Electric Boogaloo is a loving look back to a glorious time in film history when a dance contest could fix everything and if you couldn't add at least one ninja to your film, then it wasn't worth making. Through crazy clips and humorous anecdotes, the documentary chronicles the rise and fall of the infamous Cannon Films, a company so notorious that if movie-goers merely saw their logo before a film they would erupt into a chorus of booing.

The film is pretty straight-forward: in the late 1970s, Israeli madmen Menahem Golan and Yoram Globus, after producing a few successful films in Israel, decided to head to Hollywood. They purchased a struggling production company and proceeded to make a series of schlocky, low-budget, quickly-made films, starting with sex comedies and dance films before moving on to the ultra-violent '80s action movies that became their staple. There's not much else to say beyond that.

Their films were a perfect representation of the ultra right-wing sentiment at the time, with their over the top depictions of hyper-masculinity, the fetishization of weapons and a healthy dose of xenophobia. Also, ninjas ... so many ninjas! In fact, Golan has stated that Cannon is the sole reason the word "ninja" ever entered the American lexicon and I can't really disagree with him on that.
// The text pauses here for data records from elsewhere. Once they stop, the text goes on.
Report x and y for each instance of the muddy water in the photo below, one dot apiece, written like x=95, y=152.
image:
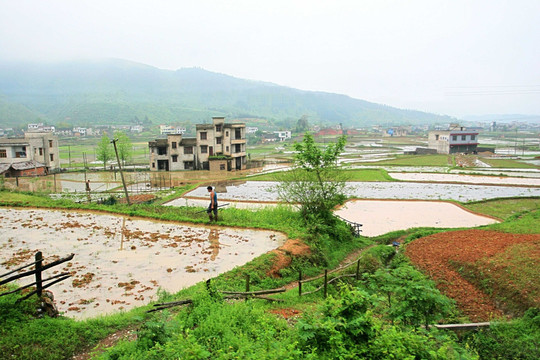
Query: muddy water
x=120, y=262
x=381, y=217
x=470, y=179
x=263, y=191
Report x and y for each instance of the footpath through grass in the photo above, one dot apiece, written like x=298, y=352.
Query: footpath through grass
x=377, y=318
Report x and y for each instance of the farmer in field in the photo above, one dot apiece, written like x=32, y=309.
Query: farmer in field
x=88, y=190
x=212, y=208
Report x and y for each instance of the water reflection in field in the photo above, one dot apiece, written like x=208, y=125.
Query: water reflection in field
x=121, y=262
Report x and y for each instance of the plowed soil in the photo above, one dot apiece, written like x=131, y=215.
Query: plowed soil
x=435, y=254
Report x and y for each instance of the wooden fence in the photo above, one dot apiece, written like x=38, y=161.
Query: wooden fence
x=355, y=227
x=39, y=268
x=260, y=294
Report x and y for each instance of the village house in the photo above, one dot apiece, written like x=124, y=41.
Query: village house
x=35, y=154
x=218, y=146
x=457, y=139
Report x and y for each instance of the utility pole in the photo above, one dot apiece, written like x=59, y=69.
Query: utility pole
x=120, y=169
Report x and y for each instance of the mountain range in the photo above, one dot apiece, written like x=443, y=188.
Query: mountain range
x=122, y=92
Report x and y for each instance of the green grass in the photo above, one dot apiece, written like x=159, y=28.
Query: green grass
x=23, y=336
x=196, y=330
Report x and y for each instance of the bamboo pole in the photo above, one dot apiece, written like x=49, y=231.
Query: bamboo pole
x=39, y=285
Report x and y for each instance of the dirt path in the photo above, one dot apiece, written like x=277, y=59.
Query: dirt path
x=129, y=333
x=351, y=258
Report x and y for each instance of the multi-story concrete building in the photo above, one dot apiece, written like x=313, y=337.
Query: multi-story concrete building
x=34, y=147
x=217, y=142
x=455, y=140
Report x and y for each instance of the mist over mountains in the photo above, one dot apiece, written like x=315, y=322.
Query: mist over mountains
x=119, y=91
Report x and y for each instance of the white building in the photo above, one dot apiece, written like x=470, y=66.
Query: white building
x=40, y=147
x=282, y=135
x=456, y=140
x=168, y=129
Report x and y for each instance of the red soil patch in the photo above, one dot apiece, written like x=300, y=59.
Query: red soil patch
x=285, y=253
x=434, y=254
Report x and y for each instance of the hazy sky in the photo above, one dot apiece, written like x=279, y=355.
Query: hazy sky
x=456, y=57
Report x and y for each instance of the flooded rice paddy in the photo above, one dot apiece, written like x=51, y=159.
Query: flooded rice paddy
x=262, y=191
x=120, y=262
x=471, y=179
x=381, y=217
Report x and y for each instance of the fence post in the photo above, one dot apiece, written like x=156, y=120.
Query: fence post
x=39, y=284
x=325, y=282
x=300, y=283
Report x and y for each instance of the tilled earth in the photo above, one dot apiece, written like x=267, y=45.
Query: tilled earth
x=437, y=255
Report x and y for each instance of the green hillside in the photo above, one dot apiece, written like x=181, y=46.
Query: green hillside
x=117, y=91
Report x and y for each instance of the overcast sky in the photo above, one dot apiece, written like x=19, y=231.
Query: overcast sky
x=455, y=57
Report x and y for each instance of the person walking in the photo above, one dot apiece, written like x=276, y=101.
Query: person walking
x=88, y=190
x=212, y=208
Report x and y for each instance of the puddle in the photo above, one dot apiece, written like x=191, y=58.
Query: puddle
x=262, y=191
x=381, y=217
x=120, y=262
x=470, y=179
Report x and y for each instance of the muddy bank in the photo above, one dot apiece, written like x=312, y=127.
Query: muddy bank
x=120, y=262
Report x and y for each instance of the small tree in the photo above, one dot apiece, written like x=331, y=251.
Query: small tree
x=412, y=299
x=104, y=151
x=124, y=146
x=316, y=181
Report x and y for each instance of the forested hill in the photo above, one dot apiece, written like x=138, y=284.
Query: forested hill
x=118, y=91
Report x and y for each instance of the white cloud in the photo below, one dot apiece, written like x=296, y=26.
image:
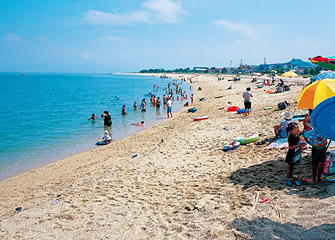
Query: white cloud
x=43, y=39
x=13, y=37
x=85, y=56
x=165, y=10
x=154, y=11
x=111, y=19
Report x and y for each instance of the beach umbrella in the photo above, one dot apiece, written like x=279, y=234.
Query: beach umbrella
x=324, y=75
x=290, y=74
x=326, y=62
x=323, y=118
x=315, y=93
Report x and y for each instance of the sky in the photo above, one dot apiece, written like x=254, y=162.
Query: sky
x=104, y=36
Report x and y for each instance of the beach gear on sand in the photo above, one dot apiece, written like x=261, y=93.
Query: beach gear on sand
x=200, y=118
x=315, y=93
x=232, y=109
x=242, y=110
x=192, y=110
x=247, y=138
x=323, y=118
x=102, y=142
x=231, y=146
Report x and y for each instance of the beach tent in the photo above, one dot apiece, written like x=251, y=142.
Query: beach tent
x=323, y=118
x=326, y=62
x=315, y=93
x=290, y=74
x=324, y=75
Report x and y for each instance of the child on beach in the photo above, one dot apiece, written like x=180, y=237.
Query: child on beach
x=319, y=151
x=280, y=129
x=247, y=101
x=143, y=105
x=107, y=138
x=107, y=119
x=123, y=112
x=169, y=105
x=135, y=106
x=293, y=156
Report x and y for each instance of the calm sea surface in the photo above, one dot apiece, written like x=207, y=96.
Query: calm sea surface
x=44, y=116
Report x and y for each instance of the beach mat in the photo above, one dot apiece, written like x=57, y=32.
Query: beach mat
x=281, y=143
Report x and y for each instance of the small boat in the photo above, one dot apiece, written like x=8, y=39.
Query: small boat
x=200, y=118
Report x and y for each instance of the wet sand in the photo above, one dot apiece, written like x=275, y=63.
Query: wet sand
x=181, y=185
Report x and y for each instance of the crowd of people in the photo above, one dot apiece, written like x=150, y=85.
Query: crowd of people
x=173, y=88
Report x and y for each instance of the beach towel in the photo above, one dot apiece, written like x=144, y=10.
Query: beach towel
x=281, y=143
x=328, y=174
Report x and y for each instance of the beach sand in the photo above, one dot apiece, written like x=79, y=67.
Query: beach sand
x=181, y=185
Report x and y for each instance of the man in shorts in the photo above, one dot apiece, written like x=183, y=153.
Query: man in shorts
x=247, y=101
x=169, y=105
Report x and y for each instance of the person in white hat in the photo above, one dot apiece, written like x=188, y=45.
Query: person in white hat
x=107, y=138
x=280, y=129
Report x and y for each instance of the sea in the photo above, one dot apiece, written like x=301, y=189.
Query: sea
x=44, y=116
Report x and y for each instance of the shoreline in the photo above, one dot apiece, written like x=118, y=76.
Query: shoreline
x=106, y=192
x=9, y=172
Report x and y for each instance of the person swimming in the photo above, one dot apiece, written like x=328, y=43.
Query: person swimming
x=93, y=117
x=141, y=124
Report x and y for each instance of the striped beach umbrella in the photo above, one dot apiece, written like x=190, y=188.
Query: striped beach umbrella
x=326, y=62
x=315, y=93
x=324, y=75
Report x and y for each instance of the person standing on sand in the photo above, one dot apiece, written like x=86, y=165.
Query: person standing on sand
x=158, y=104
x=169, y=105
x=247, y=101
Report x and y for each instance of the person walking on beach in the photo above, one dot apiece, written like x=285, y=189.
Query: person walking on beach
x=107, y=119
x=293, y=156
x=158, y=103
x=143, y=105
x=135, y=106
x=169, y=105
x=123, y=112
x=247, y=101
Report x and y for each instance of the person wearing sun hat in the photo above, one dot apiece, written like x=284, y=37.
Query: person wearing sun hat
x=280, y=129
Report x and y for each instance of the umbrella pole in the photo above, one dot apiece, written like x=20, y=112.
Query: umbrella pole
x=328, y=145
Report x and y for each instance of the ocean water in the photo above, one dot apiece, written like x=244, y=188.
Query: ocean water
x=44, y=117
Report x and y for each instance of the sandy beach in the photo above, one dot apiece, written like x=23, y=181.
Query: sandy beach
x=181, y=185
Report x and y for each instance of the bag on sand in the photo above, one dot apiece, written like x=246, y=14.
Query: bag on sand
x=282, y=105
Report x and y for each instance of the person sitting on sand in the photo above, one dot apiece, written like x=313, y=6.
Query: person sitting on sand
x=93, y=117
x=280, y=129
x=141, y=124
x=107, y=138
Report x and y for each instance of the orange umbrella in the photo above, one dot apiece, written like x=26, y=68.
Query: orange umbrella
x=315, y=93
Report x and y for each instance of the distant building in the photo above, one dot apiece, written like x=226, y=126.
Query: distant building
x=200, y=69
x=294, y=64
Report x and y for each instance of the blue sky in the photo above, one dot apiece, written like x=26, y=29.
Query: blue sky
x=130, y=35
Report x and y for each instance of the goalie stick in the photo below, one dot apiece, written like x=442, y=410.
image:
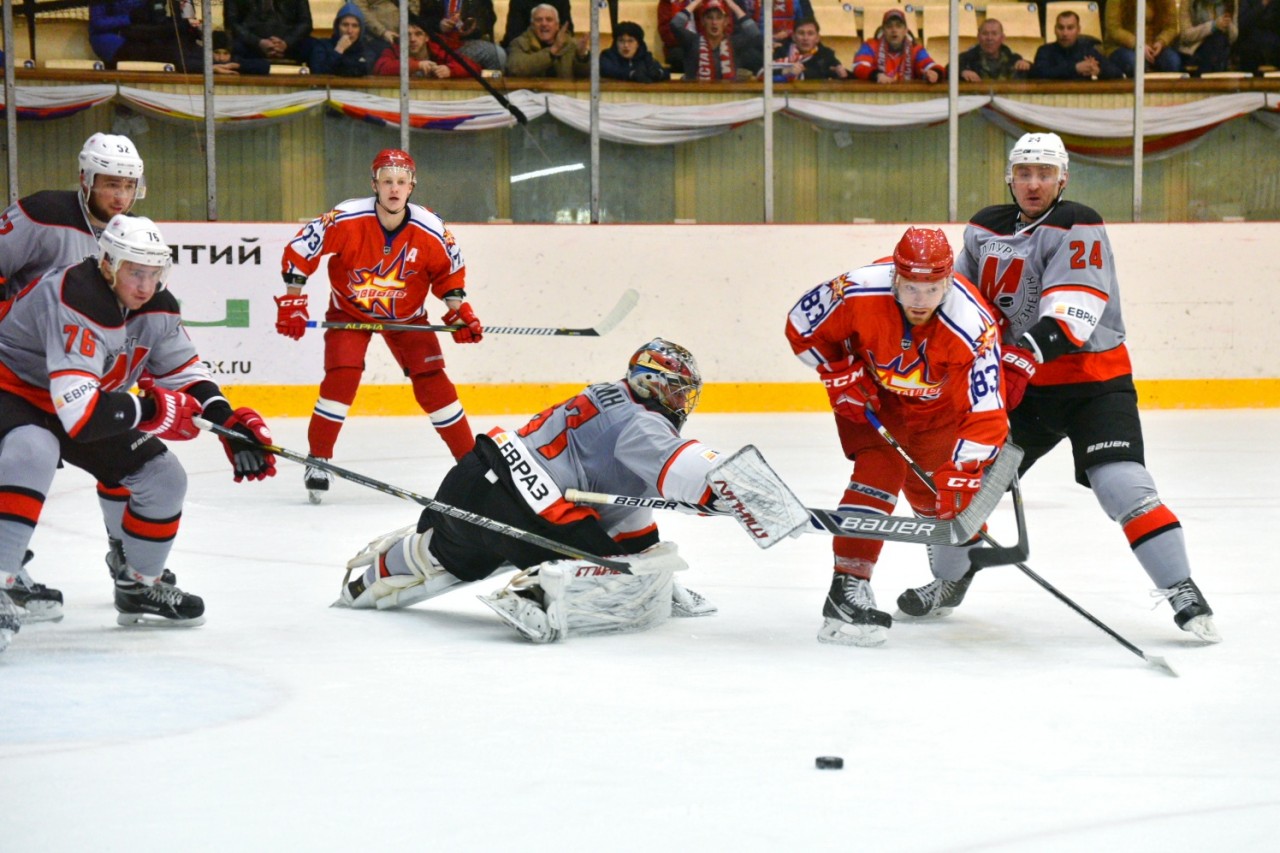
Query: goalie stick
x=1015, y=555
x=432, y=503
x=629, y=301
x=859, y=525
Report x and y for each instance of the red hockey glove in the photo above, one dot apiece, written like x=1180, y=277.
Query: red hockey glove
x=174, y=413
x=291, y=318
x=247, y=457
x=956, y=486
x=1019, y=366
x=471, y=331
x=850, y=388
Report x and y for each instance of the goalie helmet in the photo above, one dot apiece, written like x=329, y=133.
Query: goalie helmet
x=1038, y=147
x=394, y=159
x=113, y=155
x=664, y=377
x=137, y=240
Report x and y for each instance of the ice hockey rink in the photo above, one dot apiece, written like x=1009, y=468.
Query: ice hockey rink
x=283, y=724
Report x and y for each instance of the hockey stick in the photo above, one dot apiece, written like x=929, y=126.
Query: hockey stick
x=443, y=509
x=629, y=301
x=1156, y=661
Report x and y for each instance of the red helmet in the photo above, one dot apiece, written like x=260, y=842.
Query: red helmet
x=394, y=159
x=923, y=255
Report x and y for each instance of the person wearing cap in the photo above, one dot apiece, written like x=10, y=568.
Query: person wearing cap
x=629, y=58
x=892, y=55
x=711, y=54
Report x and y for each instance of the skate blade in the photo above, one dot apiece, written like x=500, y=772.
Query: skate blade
x=150, y=620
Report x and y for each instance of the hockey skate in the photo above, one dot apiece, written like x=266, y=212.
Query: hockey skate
x=850, y=616
x=316, y=479
x=936, y=598
x=10, y=620
x=1191, y=611
x=425, y=579
x=686, y=603
x=117, y=562
x=37, y=602
x=158, y=603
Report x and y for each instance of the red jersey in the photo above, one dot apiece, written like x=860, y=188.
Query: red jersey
x=945, y=372
x=376, y=274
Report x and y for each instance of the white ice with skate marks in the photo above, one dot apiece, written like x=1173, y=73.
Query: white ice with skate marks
x=1010, y=725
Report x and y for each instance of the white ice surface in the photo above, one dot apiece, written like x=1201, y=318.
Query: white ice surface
x=1013, y=725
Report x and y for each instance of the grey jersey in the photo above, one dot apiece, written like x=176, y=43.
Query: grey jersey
x=604, y=439
x=41, y=232
x=69, y=349
x=1057, y=267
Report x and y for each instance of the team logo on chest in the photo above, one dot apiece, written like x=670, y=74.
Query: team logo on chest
x=375, y=290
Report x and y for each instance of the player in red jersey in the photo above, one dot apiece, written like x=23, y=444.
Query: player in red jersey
x=385, y=256
x=918, y=345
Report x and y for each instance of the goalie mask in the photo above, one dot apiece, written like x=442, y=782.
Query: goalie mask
x=664, y=377
x=137, y=240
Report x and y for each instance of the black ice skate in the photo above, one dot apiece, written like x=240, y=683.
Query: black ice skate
x=160, y=603
x=316, y=479
x=39, y=602
x=115, y=562
x=1191, y=611
x=936, y=598
x=850, y=615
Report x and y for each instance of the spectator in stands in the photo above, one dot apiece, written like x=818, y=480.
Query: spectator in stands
x=1120, y=41
x=425, y=59
x=711, y=54
x=466, y=26
x=154, y=31
x=350, y=51
x=1206, y=33
x=629, y=56
x=270, y=30
x=548, y=49
x=804, y=56
x=1258, y=44
x=1073, y=55
x=520, y=17
x=892, y=55
x=991, y=58
x=225, y=62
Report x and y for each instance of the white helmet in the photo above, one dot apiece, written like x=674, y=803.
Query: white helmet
x=115, y=155
x=1038, y=147
x=135, y=238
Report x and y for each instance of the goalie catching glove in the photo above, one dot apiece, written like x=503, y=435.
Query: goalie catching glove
x=247, y=457
x=173, y=411
x=850, y=388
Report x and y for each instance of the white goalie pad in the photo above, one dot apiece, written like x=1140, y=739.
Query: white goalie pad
x=574, y=597
x=744, y=484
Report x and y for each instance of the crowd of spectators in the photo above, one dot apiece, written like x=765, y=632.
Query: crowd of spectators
x=698, y=40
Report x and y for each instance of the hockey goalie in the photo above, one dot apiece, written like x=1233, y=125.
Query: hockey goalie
x=620, y=437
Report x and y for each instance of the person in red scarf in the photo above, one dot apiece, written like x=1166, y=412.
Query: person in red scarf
x=709, y=53
x=892, y=55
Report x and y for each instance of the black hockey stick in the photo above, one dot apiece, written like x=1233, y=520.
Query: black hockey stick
x=443, y=509
x=1020, y=553
x=629, y=301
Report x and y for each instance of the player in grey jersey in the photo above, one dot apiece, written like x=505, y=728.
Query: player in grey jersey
x=621, y=437
x=55, y=228
x=1047, y=265
x=71, y=346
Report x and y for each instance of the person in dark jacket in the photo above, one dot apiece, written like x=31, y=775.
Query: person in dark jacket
x=1072, y=56
x=629, y=56
x=350, y=51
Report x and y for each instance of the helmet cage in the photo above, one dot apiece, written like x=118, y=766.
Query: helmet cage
x=136, y=240
x=666, y=377
x=110, y=155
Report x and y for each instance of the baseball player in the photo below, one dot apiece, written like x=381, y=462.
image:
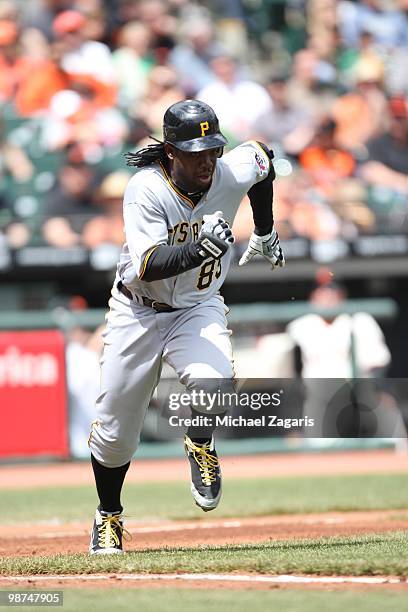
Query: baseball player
x=165, y=303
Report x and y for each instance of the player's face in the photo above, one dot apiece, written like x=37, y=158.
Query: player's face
x=193, y=171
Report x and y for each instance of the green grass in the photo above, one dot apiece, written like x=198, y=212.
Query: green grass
x=363, y=555
x=246, y=497
x=218, y=600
We might laugh at how ridiculous Cannon's filmography was, but at the time it served a purpose. Back before every theater in the country was owned by a mega-conglomerate, smaller studios like Cannon, Orion, New Line and even Troma could directly compete with the major studios. They couldn't match their budgets, so they did the only thing they could: they specialized in genre films that the big studios tended to avoid in order to develop a niche audience. Sadly, the days of mid-level indie studios competing with the Hollywood heavy-hitters are pretty much gone now, but it's always fun to look back.

That's the bittersweet part of this documentary. Sure, the films could easily be described as exploitative trash, but there was a genuine love for the craft that seems totally lacking in today's film producers. While today's movie execs talk endlessly about focus groups, market shares and the weekend earnings, it's refreshing seeing a producer watching a scene from his newest movie (no matter how terrible) and saying without a hint of irony "this story is really going to grab people.". I'm not about to make outragous claims and say that Breakin' helped put an end to racism, but I will say that Cannon has definitely earned their place, for better or worse (okay, mostly worse) in film history.

Cannon is long gone, but like any studio that got lost in the shuffle, their memory remains. What are films like The Expendables and Olympus Has Fallen but Cannon films with a much bigger budget? Let me just put it this way; Cannon is entirely responsible for the Internet's love affair with Chuck Norris. My words could never do this documentary justice. You have to check it out and see the insanity for yourself! It will take you back to a simpler time: a time when all your problems could be solved with a rocket launcher or a swift roundhouse kick to the face!